The early internet spurred price comparison tools to help consumers find the best rates. Next came mobile apps reinventing easy access to banking interfaces. Now, says Pester, technologies like AI-powered financial advisers could potentially integrate open banking data to provide holistic financial advice and optimization tailored to each user.

“I think we’re going to see AI-driven advisers looking across the consumer’s behaviour and accounts and actively managing their money for them,” Pester said.

No longer would tailored financial insight and investment strategies be reserved for the wealthy able to afford human experts. Powered by large language models and nuanced personal finance data, this emerging crop of AI advisers could fundamentally democratise access to money coaching and customised money management.

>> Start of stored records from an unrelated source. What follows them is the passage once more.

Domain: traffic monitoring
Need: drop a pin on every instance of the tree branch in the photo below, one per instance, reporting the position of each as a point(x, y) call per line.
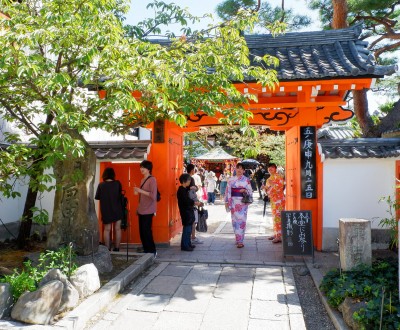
point(386, 48)
point(20, 118)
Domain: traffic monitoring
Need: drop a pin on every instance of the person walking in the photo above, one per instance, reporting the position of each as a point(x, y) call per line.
point(109, 194)
point(260, 176)
point(211, 183)
point(186, 210)
point(274, 187)
point(195, 183)
point(147, 206)
point(222, 185)
point(237, 186)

“Generation Zs and millennials appear much more interested [in investing], but they don’t have a lot of money to invest,” notes Pester, highlighting the need for accessible, technology-enabled solutions. “It’s why technology is so important, because they can’t pay to have an individual adviser sitting down with them, talking them through what’s right. It’s all technology-based, but it is democratising access to investments, and I think that’s a really positive and interesting trend.”

Tandem’s strategic direction could offer clues on what’s to come in banking technology. If the relatively young challenger bank is able to gain meaningful traction with environmentally minded digital natives as it pioneers green banking products and embraces AI, it would validate the premise of sustainable, open banking as the future growth vector for retail finance in the U.K.